Fluorescence in situ hybridization (FISH), long the method of choice for chromosomal cytogenetics, is becoming recognized as a powerful method for correlative histochemical detection of multiple messenger ribonucleic acid (mRNA) in cells. The technique is based upon the principle of the binding of a labeled strand of DNA (an oligonucleotide probe) or RNA (a riboprobe) to complementary strands of mRNA. In the traditional in situ hybridization method, nucleic acid probes are labeled with radioactive isotopes and the hybrids are localized by autoradiography.

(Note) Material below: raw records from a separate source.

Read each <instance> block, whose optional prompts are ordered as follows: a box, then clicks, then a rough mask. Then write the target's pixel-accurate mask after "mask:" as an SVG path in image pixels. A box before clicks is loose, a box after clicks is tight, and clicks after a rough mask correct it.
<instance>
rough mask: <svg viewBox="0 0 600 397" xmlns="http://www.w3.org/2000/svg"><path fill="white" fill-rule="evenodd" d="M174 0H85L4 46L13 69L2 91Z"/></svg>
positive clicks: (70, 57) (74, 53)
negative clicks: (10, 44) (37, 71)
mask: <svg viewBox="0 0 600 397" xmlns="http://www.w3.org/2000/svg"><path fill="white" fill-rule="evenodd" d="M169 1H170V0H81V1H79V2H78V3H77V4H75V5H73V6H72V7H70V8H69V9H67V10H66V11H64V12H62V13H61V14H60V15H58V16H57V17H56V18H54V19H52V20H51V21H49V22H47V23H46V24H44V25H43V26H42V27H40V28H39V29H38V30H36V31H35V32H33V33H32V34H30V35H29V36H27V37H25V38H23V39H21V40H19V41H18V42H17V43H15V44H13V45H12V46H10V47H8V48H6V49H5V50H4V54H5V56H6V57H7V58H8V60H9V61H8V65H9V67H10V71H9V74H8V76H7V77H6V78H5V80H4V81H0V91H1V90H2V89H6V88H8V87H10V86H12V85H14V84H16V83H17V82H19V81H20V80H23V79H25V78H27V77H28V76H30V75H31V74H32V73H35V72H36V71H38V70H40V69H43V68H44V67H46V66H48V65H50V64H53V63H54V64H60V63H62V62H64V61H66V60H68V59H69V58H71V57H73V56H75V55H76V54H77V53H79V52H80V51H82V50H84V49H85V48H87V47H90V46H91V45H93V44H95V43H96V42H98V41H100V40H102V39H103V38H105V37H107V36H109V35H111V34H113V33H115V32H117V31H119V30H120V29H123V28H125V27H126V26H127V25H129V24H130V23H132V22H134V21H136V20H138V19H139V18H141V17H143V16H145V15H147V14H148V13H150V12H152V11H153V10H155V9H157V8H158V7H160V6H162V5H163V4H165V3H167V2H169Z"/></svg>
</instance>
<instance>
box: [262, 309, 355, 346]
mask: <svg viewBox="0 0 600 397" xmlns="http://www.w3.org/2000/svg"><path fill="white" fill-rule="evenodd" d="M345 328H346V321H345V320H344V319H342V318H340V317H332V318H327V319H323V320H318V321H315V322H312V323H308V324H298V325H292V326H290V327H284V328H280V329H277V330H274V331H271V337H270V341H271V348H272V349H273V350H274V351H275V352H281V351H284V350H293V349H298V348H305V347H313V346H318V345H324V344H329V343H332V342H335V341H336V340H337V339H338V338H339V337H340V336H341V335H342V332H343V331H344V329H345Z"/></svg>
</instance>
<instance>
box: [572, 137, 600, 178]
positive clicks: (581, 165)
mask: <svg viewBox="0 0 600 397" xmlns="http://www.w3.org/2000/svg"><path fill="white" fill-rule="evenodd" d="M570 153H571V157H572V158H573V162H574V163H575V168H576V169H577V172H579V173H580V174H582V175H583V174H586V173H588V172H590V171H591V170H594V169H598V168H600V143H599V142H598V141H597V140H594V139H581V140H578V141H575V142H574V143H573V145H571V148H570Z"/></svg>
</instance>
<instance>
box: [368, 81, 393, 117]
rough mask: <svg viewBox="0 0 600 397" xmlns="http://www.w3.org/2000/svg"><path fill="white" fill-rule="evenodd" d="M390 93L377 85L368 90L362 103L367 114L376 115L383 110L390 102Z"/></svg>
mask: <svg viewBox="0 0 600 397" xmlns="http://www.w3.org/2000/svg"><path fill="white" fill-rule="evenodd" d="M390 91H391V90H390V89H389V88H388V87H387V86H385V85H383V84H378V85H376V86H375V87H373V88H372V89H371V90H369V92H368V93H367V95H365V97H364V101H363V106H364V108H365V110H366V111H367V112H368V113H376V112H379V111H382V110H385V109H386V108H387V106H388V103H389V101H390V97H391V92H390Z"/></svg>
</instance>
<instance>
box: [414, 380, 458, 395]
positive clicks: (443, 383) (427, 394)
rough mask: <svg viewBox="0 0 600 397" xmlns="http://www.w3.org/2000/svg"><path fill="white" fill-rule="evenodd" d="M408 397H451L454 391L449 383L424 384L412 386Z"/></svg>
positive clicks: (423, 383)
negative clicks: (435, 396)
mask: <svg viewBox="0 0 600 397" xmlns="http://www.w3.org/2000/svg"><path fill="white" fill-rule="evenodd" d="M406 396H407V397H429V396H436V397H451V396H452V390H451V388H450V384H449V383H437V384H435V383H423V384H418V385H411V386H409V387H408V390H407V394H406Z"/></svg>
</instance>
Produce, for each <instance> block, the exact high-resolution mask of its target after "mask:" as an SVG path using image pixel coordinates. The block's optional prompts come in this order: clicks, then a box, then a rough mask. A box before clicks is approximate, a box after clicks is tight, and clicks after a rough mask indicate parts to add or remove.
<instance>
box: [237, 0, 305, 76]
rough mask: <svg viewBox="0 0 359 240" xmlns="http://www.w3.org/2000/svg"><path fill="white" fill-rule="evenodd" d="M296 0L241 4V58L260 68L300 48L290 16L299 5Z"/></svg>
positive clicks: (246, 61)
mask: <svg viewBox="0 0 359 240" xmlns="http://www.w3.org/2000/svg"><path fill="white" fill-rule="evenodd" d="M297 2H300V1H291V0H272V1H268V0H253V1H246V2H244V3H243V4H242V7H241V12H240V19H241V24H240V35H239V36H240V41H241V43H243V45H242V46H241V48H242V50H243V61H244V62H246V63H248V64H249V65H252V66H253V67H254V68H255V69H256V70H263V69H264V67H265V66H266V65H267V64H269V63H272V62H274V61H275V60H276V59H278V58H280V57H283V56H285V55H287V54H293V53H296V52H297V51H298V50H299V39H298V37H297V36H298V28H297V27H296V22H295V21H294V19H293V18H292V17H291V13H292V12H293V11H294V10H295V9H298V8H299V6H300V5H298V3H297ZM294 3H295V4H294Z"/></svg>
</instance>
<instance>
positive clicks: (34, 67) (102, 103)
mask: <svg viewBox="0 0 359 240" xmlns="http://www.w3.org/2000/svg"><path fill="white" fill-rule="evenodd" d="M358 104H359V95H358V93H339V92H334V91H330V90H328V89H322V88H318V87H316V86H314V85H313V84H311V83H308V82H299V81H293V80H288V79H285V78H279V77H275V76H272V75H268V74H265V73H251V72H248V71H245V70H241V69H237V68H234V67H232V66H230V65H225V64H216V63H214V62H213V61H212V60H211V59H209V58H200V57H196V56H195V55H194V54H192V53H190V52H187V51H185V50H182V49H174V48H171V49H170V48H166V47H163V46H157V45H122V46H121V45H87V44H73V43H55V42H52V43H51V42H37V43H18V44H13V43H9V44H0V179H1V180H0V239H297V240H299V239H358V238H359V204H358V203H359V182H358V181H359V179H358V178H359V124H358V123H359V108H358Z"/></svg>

More recently, labeling of the probes with digoxigenin, biotin, or fluorescein has allowed nonisotopic detection of probe-mRNA hybrids with immunoenzymatic techniques that are based on peroxidase or alkaline phosphatase histochemistry, in which the results are observed as brightfield stains. FISH is similar to conventional nonisotopic in situ hybridization except that the labeled nucleic acid probes are detected by fluorescence microscopy.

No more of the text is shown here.